Ablation spot area and impulse characteristics of polymers induced by burst irradiation of 1 µm laser pulses

Abstract

The ablation spot area and impulse characteristics of various polymers were experimentally investigated against burst irradiation of Nd: YLF laser pulses with a pulse repetition frequency of 1kHz, wavelength of 1047nm, temporal pulse width of 10ns, and single-pulse fluence of 6.1J/cm2 to 17.1J/cm2. The dependences of ablation area on the pulse energy from 0.72 to 7.48mJ and the number of pulses from 10 pulses to 1000 pulses were investigated. In order to characterize their impulse performance as a function of fluence, which should not depend on ablation material, an effective ablation spot area was defined as that obtained against aluminum, 1050A, as the reference material. An impulse that resulted from a single burst of 200 pulses was measured with a torsion-type impulse stand.
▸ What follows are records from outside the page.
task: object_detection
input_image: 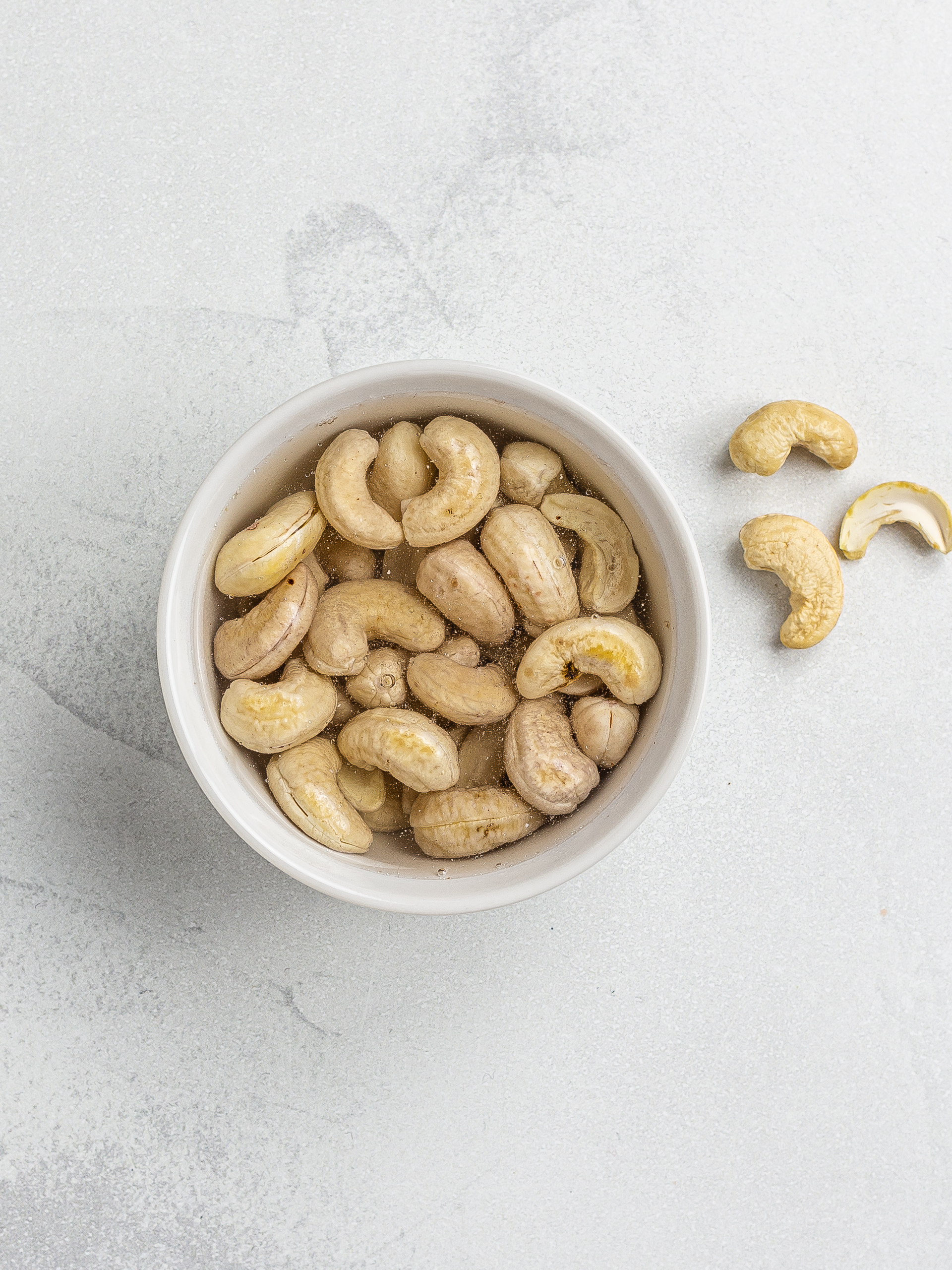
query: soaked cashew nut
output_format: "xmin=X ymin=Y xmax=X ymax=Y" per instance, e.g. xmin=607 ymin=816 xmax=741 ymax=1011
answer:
xmin=213 ymin=564 xmax=319 ymax=680
xmin=221 ymin=657 xmax=338 ymax=755
xmin=338 ymin=706 xmax=460 ymax=794
xmin=416 ymin=538 xmax=518 ymax=644
xmin=410 ymin=789 xmax=543 ymax=860
xmin=503 ymin=697 xmax=599 ymax=816
xmin=406 ymin=653 xmax=519 ymax=728
xmin=728 ymin=401 xmax=857 ymax=476
xmin=839 ymin=480 xmax=952 ymax=560
xmin=215 ymin=489 xmax=325 ymax=596
xmin=303 ymin=578 xmax=446 ymax=674
xmin=515 ymin=615 xmax=661 ymax=706
xmin=313 ymin=428 xmax=404 ymax=550
xmin=571 ymin=697 xmax=639 ymax=767
xmin=541 ymin=494 xmax=639 ymax=613
xmin=741 ymin=514 xmax=843 ymax=650
xmin=480 ymin=503 xmax=579 ymax=629
xmin=403 ymin=414 xmax=499 ymax=547
xmin=267 ymin=739 xmax=373 ymax=855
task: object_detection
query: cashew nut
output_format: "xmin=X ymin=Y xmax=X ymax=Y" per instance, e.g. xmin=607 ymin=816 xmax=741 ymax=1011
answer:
xmin=401 ymin=414 xmax=499 ymax=547
xmin=541 ymin=494 xmax=639 ymax=613
xmin=215 ymin=564 xmax=317 ymax=680
xmin=410 ymin=789 xmax=542 ymax=860
xmin=480 ymin=503 xmax=579 ymax=628
xmin=741 ymin=514 xmax=843 ymax=645
xmin=406 ymin=653 xmax=519 ymax=726
xmin=416 ymin=538 xmax=518 ymax=644
xmin=728 ymin=401 xmax=857 ymax=476
xmin=503 ymin=697 xmax=599 ymax=816
xmin=303 ymin=578 xmax=446 ymax=674
xmin=367 ymin=419 xmax=433 ymax=521
xmin=221 ymin=657 xmax=338 ymax=755
xmin=338 ymin=711 xmax=460 ymax=794
xmin=571 ymin=697 xmax=639 ymax=767
xmin=215 ymin=489 xmax=325 ymax=596
xmin=267 ymin=740 xmax=373 ymax=855
xmin=515 ymin=615 xmax=661 ymax=706
xmin=313 ymin=428 xmax=404 ymax=550
xmin=839 ymin=480 xmax=952 ymax=560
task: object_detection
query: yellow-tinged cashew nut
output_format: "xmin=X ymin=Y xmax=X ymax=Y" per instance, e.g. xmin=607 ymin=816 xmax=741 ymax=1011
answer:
xmin=303 ymin=578 xmax=446 ymax=674
xmin=338 ymin=706 xmax=460 ymax=794
xmin=410 ymin=789 xmax=543 ymax=860
xmin=267 ymin=740 xmax=373 ymax=855
xmin=215 ymin=489 xmax=325 ymax=596
xmin=728 ymin=401 xmax=857 ymax=476
xmin=480 ymin=503 xmax=579 ymax=629
xmin=515 ymin=615 xmax=661 ymax=706
xmin=503 ymin=697 xmax=599 ymax=816
xmin=406 ymin=653 xmax=519 ymax=728
xmin=416 ymin=538 xmax=518 ymax=644
xmin=313 ymin=428 xmax=404 ymax=550
xmin=541 ymin=494 xmax=639 ymax=613
xmin=571 ymin=697 xmax=639 ymax=767
xmin=215 ymin=564 xmax=317 ymax=680
xmin=221 ymin=657 xmax=338 ymax=755
xmin=401 ymin=414 xmax=499 ymax=547
xmin=839 ymin=480 xmax=952 ymax=560
xmin=741 ymin=514 xmax=843 ymax=645
xmin=367 ymin=419 xmax=433 ymax=521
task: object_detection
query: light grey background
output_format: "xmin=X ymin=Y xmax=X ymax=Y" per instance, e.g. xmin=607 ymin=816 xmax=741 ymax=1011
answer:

Various impulse dependences on the fluence, which were not readily predicted from the optical properties of the material without ablation, were obtained. By fitting the experimentally measured impulse performance to Phipps and Sinko's model in the vapor regime, the effective absorption coefficient with laser ablation was evaluated, thereby resulting in three to six orders of magnitude larger than that without ablation. Among the polymers examined using polytetrafluoroethylene (PTFE) as the best volume absorbers, the highest momentum coupling coefficient of 66 μNs/J was obtained with an effective absorption coefficient more than six times smaller than that of the other polymers.